Emil Boček, the last WWII Czech RAF pilot, dies at 100
The early years of WWII were a dark time for Britain. Left alone to stand against Nazi Germany in Europe after the fall of France, the RAF desperately needed pilots to hold off the Luftwaffe's attacks across the English Channel. Keen to fight back against the Nazis, Czech pilots played a key role in the RAF during the Battle of Britain and the duration of the war. The last surviving Czech RAF pilot of the war, Gen. Emil Boček, died on March 25, 2023 at the age of 100.
Boček was born in Czechoslovakia on February 25, 1923. Following the country's occupation by Germany, he fled in 1939 at the age of 16. Boček made his way to Beirut and then France where, during the summer of 1940, he fought against the German invasion before crossing the channel to England. In September 1940, he began his RAF career in No. 312 Squadron where he served as a plane mechanic.

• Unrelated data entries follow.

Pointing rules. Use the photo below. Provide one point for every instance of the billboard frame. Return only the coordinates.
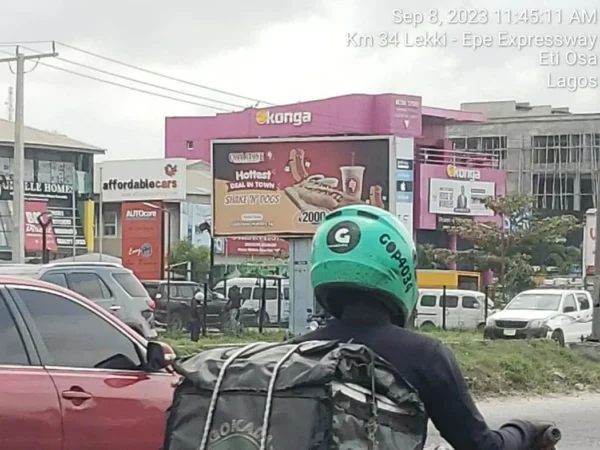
(376, 137)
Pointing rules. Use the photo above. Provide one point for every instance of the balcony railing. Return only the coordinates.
(458, 158)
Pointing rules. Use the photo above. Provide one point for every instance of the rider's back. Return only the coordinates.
(432, 369)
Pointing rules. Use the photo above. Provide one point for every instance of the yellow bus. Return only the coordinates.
(452, 279)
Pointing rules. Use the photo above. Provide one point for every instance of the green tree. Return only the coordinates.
(519, 276)
(495, 245)
(198, 256)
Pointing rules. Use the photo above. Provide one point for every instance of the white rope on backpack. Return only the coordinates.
(215, 395)
(269, 401)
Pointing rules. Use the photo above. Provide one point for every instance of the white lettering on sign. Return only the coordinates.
(279, 118)
(140, 214)
(462, 173)
(246, 157)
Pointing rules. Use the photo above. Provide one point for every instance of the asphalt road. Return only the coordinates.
(577, 417)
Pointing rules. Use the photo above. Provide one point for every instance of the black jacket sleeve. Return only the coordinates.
(452, 410)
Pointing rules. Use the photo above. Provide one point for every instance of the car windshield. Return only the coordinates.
(538, 302)
(130, 284)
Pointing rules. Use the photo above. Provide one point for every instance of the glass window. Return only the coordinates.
(470, 303)
(570, 303)
(130, 284)
(12, 350)
(186, 291)
(246, 293)
(75, 336)
(428, 300)
(90, 285)
(584, 302)
(270, 294)
(451, 301)
(56, 278)
(536, 302)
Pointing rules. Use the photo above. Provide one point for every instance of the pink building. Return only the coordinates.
(444, 182)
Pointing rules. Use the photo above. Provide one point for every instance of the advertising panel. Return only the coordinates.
(141, 239)
(141, 180)
(461, 198)
(286, 187)
(405, 180)
(33, 229)
(256, 246)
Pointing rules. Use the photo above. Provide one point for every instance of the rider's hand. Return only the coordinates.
(540, 429)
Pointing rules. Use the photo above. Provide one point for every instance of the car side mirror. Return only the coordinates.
(159, 356)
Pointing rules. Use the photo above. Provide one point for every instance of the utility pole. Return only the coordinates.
(10, 104)
(596, 310)
(18, 235)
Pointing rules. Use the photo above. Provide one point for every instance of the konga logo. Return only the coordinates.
(293, 118)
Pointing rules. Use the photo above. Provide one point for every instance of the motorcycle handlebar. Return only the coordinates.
(551, 437)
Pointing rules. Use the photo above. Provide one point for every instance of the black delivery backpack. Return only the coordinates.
(315, 395)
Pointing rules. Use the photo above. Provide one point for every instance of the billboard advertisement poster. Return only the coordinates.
(141, 180)
(33, 229)
(460, 198)
(286, 187)
(257, 246)
(141, 242)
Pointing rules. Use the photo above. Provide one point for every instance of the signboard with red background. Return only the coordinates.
(33, 229)
(141, 243)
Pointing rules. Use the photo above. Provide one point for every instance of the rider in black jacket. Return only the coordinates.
(363, 273)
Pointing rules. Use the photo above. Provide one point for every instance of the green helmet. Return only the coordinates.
(367, 248)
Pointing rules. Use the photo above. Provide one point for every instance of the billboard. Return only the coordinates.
(141, 239)
(460, 198)
(286, 187)
(141, 180)
(33, 229)
(256, 246)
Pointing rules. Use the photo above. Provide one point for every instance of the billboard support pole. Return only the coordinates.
(596, 310)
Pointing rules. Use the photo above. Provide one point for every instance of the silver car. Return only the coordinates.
(109, 285)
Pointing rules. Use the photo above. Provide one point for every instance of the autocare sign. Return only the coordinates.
(141, 242)
(463, 173)
(297, 119)
(145, 180)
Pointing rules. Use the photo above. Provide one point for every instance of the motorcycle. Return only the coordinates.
(551, 437)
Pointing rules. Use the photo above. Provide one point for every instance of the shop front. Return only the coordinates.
(54, 190)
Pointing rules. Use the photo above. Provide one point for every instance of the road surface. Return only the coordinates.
(577, 417)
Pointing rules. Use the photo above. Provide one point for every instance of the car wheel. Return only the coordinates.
(428, 326)
(559, 338)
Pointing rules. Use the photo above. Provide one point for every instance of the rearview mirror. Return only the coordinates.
(159, 356)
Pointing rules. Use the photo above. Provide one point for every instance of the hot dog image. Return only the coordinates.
(297, 165)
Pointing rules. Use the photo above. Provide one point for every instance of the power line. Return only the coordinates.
(143, 91)
(168, 77)
(123, 77)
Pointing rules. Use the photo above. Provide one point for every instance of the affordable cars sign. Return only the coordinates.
(141, 180)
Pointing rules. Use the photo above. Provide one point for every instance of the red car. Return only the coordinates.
(74, 377)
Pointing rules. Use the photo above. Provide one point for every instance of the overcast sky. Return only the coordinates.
(271, 50)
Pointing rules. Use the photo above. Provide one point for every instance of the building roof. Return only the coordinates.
(35, 138)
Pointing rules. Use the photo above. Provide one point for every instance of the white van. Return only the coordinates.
(464, 309)
(251, 291)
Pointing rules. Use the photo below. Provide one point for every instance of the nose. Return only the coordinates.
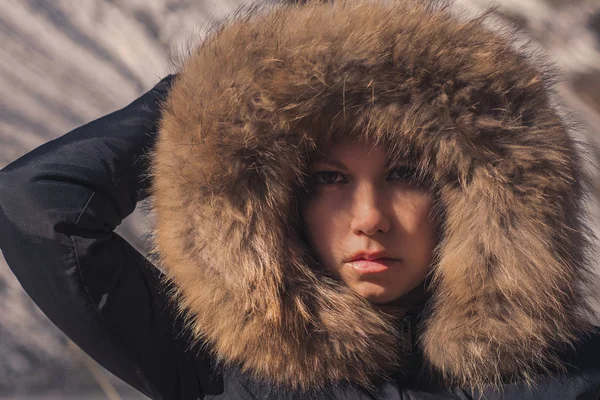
(368, 216)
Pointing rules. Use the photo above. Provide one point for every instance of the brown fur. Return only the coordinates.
(270, 87)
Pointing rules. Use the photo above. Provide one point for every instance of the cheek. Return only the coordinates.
(419, 229)
(323, 226)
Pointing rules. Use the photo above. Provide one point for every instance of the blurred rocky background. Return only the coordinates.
(67, 62)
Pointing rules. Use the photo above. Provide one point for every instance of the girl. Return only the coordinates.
(354, 200)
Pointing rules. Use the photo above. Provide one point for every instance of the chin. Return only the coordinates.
(377, 294)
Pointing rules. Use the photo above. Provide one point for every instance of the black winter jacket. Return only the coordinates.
(60, 204)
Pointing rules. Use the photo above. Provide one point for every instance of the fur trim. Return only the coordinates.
(270, 87)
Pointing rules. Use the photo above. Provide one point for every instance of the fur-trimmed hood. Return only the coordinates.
(266, 90)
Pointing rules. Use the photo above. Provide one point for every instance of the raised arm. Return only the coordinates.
(59, 205)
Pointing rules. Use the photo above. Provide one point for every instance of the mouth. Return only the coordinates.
(378, 265)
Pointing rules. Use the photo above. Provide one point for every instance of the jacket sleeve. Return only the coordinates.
(59, 206)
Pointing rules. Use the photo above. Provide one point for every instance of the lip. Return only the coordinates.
(368, 255)
(379, 265)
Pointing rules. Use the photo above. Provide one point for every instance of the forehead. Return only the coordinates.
(348, 151)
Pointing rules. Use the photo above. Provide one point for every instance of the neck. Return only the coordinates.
(415, 299)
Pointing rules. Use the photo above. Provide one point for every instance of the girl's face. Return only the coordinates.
(370, 225)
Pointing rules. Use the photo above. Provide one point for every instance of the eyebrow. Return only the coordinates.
(329, 161)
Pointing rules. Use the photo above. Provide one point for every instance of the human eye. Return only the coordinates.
(403, 173)
(328, 177)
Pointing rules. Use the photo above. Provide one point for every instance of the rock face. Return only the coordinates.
(66, 63)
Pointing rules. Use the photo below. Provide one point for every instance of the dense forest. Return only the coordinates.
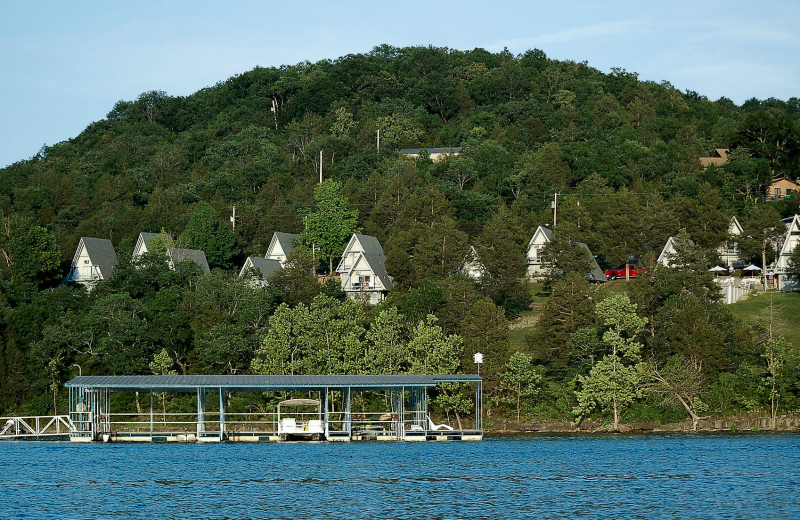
(622, 155)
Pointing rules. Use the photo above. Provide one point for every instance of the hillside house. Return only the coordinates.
(142, 244)
(669, 252)
(362, 270)
(174, 254)
(781, 189)
(781, 264)
(729, 251)
(264, 267)
(280, 246)
(436, 154)
(472, 266)
(718, 158)
(596, 274)
(536, 267)
(94, 260)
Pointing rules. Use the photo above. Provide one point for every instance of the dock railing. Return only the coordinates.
(36, 426)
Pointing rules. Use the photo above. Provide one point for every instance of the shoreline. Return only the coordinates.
(731, 424)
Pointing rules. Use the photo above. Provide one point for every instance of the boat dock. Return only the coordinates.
(325, 413)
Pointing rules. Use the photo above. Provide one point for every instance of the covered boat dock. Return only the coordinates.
(406, 417)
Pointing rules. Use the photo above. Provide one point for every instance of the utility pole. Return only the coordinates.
(554, 205)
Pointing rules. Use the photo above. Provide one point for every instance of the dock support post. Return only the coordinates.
(327, 429)
(348, 417)
(221, 413)
(201, 411)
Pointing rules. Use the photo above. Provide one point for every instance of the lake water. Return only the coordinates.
(523, 476)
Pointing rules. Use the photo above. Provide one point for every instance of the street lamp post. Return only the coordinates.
(478, 359)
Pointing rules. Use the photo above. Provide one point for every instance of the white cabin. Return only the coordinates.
(362, 270)
(94, 260)
(264, 267)
(791, 241)
(280, 246)
(536, 267)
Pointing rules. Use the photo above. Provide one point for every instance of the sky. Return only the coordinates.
(63, 65)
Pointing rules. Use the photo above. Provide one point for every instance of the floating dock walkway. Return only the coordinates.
(328, 418)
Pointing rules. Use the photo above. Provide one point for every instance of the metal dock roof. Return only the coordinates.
(260, 383)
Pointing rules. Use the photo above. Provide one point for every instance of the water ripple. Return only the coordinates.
(603, 476)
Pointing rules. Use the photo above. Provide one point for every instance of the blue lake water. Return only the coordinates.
(524, 476)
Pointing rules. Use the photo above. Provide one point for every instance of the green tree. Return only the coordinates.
(569, 308)
(520, 380)
(386, 350)
(296, 280)
(31, 252)
(682, 380)
(777, 352)
(162, 366)
(206, 232)
(332, 222)
(615, 381)
(503, 279)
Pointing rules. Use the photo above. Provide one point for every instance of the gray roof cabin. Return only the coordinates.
(94, 260)
(362, 269)
(280, 246)
(265, 267)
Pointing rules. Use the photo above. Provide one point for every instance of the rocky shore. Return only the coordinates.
(732, 424)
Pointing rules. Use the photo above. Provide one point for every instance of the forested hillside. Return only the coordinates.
(621, 153)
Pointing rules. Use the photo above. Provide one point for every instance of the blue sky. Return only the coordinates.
(65, 64)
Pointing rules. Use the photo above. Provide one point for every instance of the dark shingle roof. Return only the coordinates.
(194, 255)
(146, 238)
(370, 245)
(455, 149)
(598, 274)
(265, 266)
(101, 253)
(285, 240)
(378, 267)
(258, 383)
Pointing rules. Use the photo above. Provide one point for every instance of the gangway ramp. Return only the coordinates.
(37, 426)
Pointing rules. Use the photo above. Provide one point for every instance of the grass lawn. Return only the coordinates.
(786, 308)
(524, 323)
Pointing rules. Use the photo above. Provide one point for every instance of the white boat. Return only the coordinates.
(294, 427)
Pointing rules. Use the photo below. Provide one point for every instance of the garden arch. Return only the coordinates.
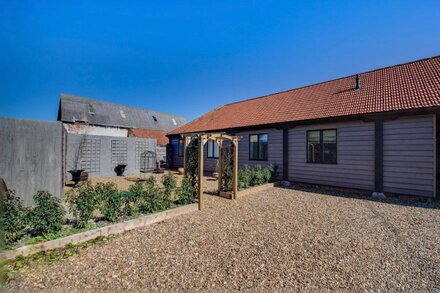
(202, 140)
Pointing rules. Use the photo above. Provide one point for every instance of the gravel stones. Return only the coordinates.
(277, 239)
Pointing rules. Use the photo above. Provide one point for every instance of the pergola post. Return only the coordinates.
(220, 163)
(186, 141)
(235, 168)
(202, 141)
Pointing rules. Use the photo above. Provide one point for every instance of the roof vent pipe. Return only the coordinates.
(358, 82)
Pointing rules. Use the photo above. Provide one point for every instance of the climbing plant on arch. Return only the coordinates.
(202, 139)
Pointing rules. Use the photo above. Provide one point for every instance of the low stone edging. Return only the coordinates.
(248, 191)
(104, 231)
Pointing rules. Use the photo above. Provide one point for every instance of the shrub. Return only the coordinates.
(82, 203)
(134, 197)
(169, 183)
(48, 214)
(150, 182)
(258, 176)
(186, 193)
(159, 200)
(13, 218)
(244, 177)
(110, 199)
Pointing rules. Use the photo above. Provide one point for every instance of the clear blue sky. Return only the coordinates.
(188, 57)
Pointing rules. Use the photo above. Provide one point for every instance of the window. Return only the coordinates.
(180, 148)
(213, 149)
(322, 146)
(91, 110)
(258, 147)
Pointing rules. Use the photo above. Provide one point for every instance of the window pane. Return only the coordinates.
(314, 136)
(329, 135)
(216, 149)
(330, 152)
(263, 147)
(209, 146)
(253, 147)
(180, 147)
(314, 152)
(314, 146)
(330, 148)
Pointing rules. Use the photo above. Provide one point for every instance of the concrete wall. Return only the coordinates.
(99, 155)
(95, 130)
(409, 155)
(31, 157)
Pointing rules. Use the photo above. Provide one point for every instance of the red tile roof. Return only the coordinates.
(159, 135)
(413, 85)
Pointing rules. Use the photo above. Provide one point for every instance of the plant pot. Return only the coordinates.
(120, 169)
(76, 175)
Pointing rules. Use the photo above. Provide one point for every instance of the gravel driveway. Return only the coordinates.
(278, 239)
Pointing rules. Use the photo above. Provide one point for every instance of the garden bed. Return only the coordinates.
(248, 191)
(104, 231)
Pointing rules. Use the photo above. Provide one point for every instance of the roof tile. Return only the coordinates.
(401, 87)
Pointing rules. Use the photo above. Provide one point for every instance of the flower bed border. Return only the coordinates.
(248, 191)
(104, 231)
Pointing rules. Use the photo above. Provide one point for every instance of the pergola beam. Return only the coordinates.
(202, 139)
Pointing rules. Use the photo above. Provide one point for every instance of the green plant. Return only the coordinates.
(228, 171)
(169, 182)
(192, 166)
(110, 200)
(186, 193)
(82, 203)
(273, 172)
(244, 177)
(48, 214)
(13, 218)
(134, 197)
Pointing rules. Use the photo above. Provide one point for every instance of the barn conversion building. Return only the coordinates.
(375, 131)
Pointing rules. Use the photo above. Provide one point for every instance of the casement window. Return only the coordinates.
(180, 148)
(258, 147)
(322, 146)
(213, 149)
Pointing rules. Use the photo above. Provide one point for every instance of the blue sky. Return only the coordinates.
(189, 57)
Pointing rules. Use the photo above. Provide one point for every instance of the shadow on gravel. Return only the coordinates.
(413, 202)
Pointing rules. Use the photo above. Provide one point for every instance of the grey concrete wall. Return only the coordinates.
(409, 155)
(99, 155)
(31, 156)
(355, 163)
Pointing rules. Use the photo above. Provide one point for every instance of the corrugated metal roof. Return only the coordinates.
(80, 109)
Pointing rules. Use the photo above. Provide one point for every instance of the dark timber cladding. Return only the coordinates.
(285, 153)
(378, 156)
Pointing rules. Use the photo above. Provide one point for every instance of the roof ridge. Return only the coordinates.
(331, 80)
(121, 105)
(196, 119)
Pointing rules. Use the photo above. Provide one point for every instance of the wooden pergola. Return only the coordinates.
(202, 140)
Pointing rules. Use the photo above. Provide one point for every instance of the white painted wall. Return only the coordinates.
(95, 130)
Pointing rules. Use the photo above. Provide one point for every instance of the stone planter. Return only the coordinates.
(104, 231)
(248, 191)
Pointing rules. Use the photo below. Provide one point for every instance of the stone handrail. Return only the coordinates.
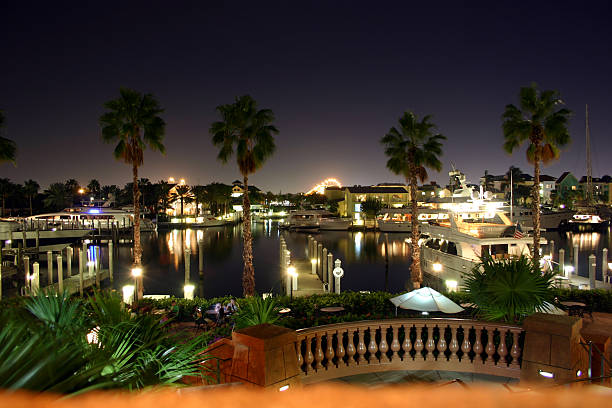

In October 1942, Boček was selected for pilot training. The next year, he underwent his training in Alberta, Canada before returning to Europe to fly Spitfires. In October 1944, Boček began flying combat missions with No. 310 Squadron. He flew a total of 26 missions and was one of the youngest Czechoslovak pilots to fly operationally during WWII.
On one mission Boček was forced to land in Brussels, Belgium. A flat tire forced him to remain there for three days. He had no way of contacting his squadron back in England. "When I came back, everyone wondered what I was doing there," Boček recounted to his biographer. "They already declared me dead because I didn't report."
For his service during WWII, Boček was awarded the Order of the White Lion. The award was presented to him by Czech President Václav Klaus in 2010. Boček lived the majority of his life in the Czech city of Brno which awarded him an honorary citizenship in 2018. For his 100th birthday, Boček received a congratulatory greeting from Britain's King Charles III.
On March 25, 2023, a war veteran community center in Brno reported Boček's passing. This was later confirmed by the Czech Ministry of Defence. "General Boček was fighting for our country to be democratic, free and independent," said Czech President Petr Fiala.